Esoteric author Irvine Welsh gave the world Trainspotting and by extension, Danny Boyle and Ewan McGregor. He’s now given us Rob Heydon whose adaptation of Welsh’s Ecstasy, another drug-soaked journey through the Scottish underground, enthusiastically deals with familiar themes: pills, parties, love and death.
The former documentary maker wasn’t particularly daunted by Welsh’s reputation although he’s clearly frustrated by the inevitable comparison with Trainspotting.
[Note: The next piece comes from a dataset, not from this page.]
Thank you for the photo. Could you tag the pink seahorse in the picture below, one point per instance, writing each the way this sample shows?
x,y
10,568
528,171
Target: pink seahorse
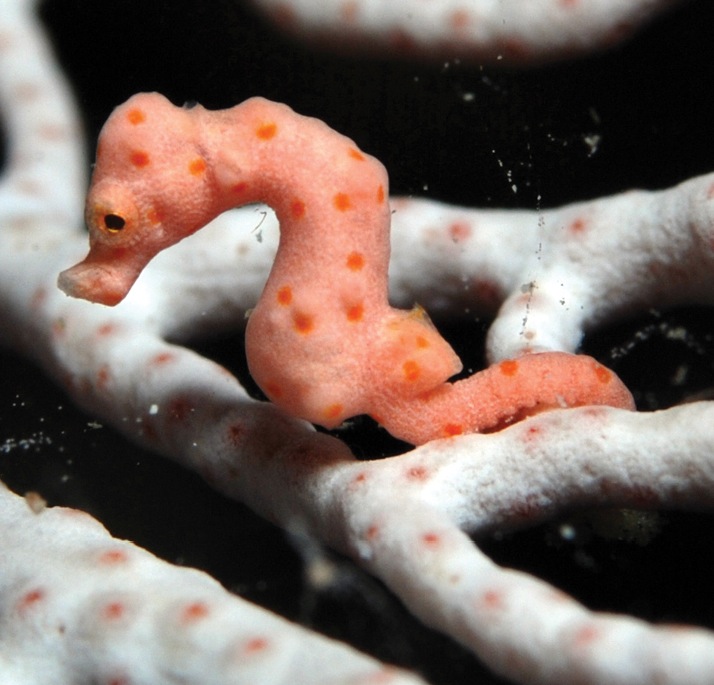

“Boyle had a respectable budget of several million whereas I’m a first-time director who had to be very creative with the financing,” said Heydon while assuring SX that drug smuggling, one of the film’s central story lines, wasn't part of their creativity. Although a Glaswegian gangster “offered us £10 million without a cast or a script! I thought about it, but what if the investors weren’t happy with outcome?” he laughed. Unlike his character Adam, Heydon didn’t want to swallow condoms to settle the bill.
And while on the subject of truth, strangeness and fiction, a pivotal scene involving pills, a plane and considerable rectal discomfort was sparked by Welsh’s own experience.
“He and Ewan McGregor went to Amsterdam and did something similar with a large tube for personal consumption.” Allegedly.
“When Welsh told me about it, I had to use that in the film.”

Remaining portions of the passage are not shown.